Il treno dei desideri corre velocemente
In tempo di alta velocità, quando da Roma si arriva a Milano in meno di 3 ore e da Milano a Brescia servono appena 36 minuti, chiedersi a che velocità va nella società attuale “il treno dei desideri” (di celentaniana memoria) è persino pleonastico
In tempo di alta velocità, quando da Roma si arriva a Milano in meno di 3 ore e da Milano a Brescia servono appena 36 minuti, chiedersi a che velocità va nella società attuale “il treno dei desideri” (di celentaniana memoria) è persino pleonastico. Risposta: alla velocità della luce. La casistica dei desideri è infinita, tocca tutti gli ambiti dell’esistenza umana: la nascita, la morte, gli affetti, il lavoro, i rapporti sociali, la politica, l’economia, il tempo libero, il futuro. Tutti eticamente leciti? Tutti giuridicamente legittimi? Tutti esistenzialmente possibili? Quando la cronaca, come in questi giorni, sbatte in pasto dell’opinione pubblica storie a grande impatto emotivo, la maggioranza dice di “sì”.
Come non dare superficialmente un placet al “desiderio di morire” del dj Fabiano Antoniani dopo tanto dolore? E se capitasse a noi come ci comporteremmo? Oppure come non dare un passalà al “desiderio di genitorialità” dei due padri dei gemellini nati da maternità surrogata in Canada? L’amore non ammette discriminazioni e la cura di quei bambini viene prima di tutto! Il meccanismo di costruzione del consenso collettivo è perfetto e l’effetto sull’opinione pubblica è ottenuto. La componente emotiva viene spinta fino al limite, diviene dirompente e travolge ogni ragionamento contrario che la gente semplicemente taccia di oscurantismo. E se il dibattito è comprensibile, in un contesto pluralista, ciò che non è accettabile è la pretesa di evitare lo sforzo dell’approfondimento e all’ascolto.

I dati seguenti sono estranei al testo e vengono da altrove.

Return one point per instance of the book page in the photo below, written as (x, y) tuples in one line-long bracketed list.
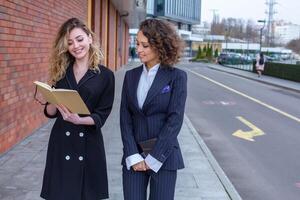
[(72, 100)]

Va detto. Certe storie sono amplificate ad arte per innescare sdegno e imprimere accellerazioni alla traduzione dei desideri in leggi dello Stato. “Qualunque desiderio, pur legittimo che ognuno può avere, − ha ricordato il card. Angelo Bagnasco − non deve mai diventare necessariamente un diritto”. Una premessa che dovrebbe mettere tutti d’accordo, insieme al necessario impegno a capire come desideri, ethos e legge possono stare insieme in vista del bene comune e del rispetto della dignità di ogni essere umano. In questo senso il percorso che da alcuni mesi l’Accademia cattolica di Brescia ha proposto al territorio è di assoluto pregio. Un ricco programma di interventi relativi all’umano che mirano a “prestare attenzione al tema del diritto/diritti in relazione alle richieste sempre più frequenti di riconoscimento dei diritti delle persone”. L’evoluzione del tema del diritto naturale, il nesso tra diritti e libertà, la variazione del concetto di persona (identificata con individuo) e di libertà (affermazione di sé senza vincoli) hanno prodotto una variazione del concetto di diritti e, con essa, è cambiata anche la concezione di legge. Se pensiamo che sta per chiudersi una legislatura che, forse più di altre, ha prodotto leggi sui cosiddetti “diritti civili” (le unioni civili, il divorzio breve e altre ancora potrebbero aggiungersene come la legge sull’omofobia e il fine vita) capiamo cosa sia in gioco. Ecco perché approfondire è necessario anche in ambito cattolico. Il rischio di sventolare la bandiera dei valori più o meno negoziabili a tutti i costi, o dall’altra parte l’assoluta sovranità del desiderio individualista, sempre in nome del Vangelo è facile. Più difficile è capire che se i diritti non hanno più una radicazione “ontologica’” nella persona, la cui identità non coincide con l’opinione della maggioranza dei cittadini, si registra ormai uno scollamento tra diritti ed etica in forza del nesso tra diritti ed ethos. Ma come intervenire? E qui casca l’asino.